Anna Nicole Smith loses Supreme Court case, heirs receive nothing of estate
Anna Nicole Smith's ongoing legal battle ended in the U.S. Supreme Court on Thursday with a rulling that said her heirs are not entitled to part of the $1.6 billion fortune left behind by her late billionaire husband, J. Howard Marshall, a Texas oil baron.
The court said it was a mistake for a bankruptcy court to award the now-deceased Playboy Playmate $475 million from the oil tycoon's estate and ruled in favor of Marshall's heirs.
"J. Howard's wishes were always perfectly clear: He gave Anna Nicole Smith approximately $8 million in gifts during his lifetime, and those gifts were all that he intended to give her," said Eric Brunstad, the Marshalls' lawyer, according to the Associated Press.
Marshall met Smith in a Houston strip club. The two wed in 1994 when he was 89 and she was 26. Marshall died the next year and his will left his estate to his son and nothing to Smith.
Smith challenged the will, claiming that her husband promised to leave her more than $300 million in addition to the cash and gifts he gave her during their 14-month marriage.
Smith, who was also reality television star, died at age 39 of an accidental prescription drug overdose in 2007. She was in the middle of a 15-year legal battle over the Marshall's will.
Smith's 4-year-old daughter, Dannielynn Birkhead, was named her heir in 2008 and will receive nothing from the Marshall family. Dannielynn lives with her photographer father, Larry Birkhead. He and Smith's attorney Howard K. Stern are now in charge of her estate.
In March 2010, an appeals court had ruled that Smith's estate would not receive any of the some $300 million Smith said her late husband had promised her, following a plea by his son E. Pierce Marshall, who according to his father's will, was to receive almost all of the money. He died in 2006. Justices recently decided to reconsider the ruling.
After her husband's death, Smith filed for bankruptcy in Los Angeles, alleging in federal court filings that her husband promised her a large share of the estate. A bankruptcy judge awarded her $475 million from Marshall's estate, with a federal judge reducing that amount to $89 million in 2002.
Smith was buried in the Bahamas in 2007 next to the grave of her son, Daniel, who had died a year earlier and days after the birth of her daughter, Dannielynn.

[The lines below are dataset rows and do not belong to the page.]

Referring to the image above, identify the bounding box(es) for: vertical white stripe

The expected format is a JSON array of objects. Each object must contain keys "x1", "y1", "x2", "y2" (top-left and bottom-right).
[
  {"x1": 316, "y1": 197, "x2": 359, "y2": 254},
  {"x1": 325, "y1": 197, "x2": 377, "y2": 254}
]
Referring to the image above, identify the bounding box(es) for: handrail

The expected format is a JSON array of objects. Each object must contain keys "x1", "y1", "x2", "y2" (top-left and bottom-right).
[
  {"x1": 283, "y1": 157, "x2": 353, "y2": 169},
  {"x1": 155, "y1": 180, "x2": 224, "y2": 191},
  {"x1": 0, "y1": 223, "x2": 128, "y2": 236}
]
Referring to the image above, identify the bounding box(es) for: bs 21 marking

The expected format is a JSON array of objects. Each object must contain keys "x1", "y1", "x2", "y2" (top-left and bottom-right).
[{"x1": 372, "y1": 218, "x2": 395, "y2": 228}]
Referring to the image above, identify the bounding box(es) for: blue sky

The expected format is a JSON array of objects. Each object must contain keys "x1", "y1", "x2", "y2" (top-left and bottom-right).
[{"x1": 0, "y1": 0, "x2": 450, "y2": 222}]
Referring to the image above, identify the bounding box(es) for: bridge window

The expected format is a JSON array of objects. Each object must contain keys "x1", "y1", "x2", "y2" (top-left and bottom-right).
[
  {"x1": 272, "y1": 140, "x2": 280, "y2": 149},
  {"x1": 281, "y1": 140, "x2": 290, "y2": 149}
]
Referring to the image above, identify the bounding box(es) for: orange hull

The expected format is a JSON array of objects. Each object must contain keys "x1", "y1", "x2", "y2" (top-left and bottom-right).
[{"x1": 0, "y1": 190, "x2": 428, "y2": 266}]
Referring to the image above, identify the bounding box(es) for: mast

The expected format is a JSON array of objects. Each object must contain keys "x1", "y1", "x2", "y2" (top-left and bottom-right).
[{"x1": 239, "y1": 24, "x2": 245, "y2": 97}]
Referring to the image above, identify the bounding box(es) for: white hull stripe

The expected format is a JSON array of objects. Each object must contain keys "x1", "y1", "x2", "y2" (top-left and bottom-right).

In January, Smith's boyfriend-lawyer Howard K. Stern was dismissed of drug conspiracy convictions. A judge determined that Stern, who was charged with two felony counts, had no intention of fraud when he used his name and others to protect the late former Playboy model's privacy when he obtained prescriptions for her.
The judge also ruled that Smith's psychiatrist Khristine Eroshevich was acting out of concern for Smith when she obtained a Vicodin prescription for Smith under a false name. Eroshevich was sentenced to one year of probation and given a $100 fine. She now has one remaining conviction, which was reduced to a misdemeanor.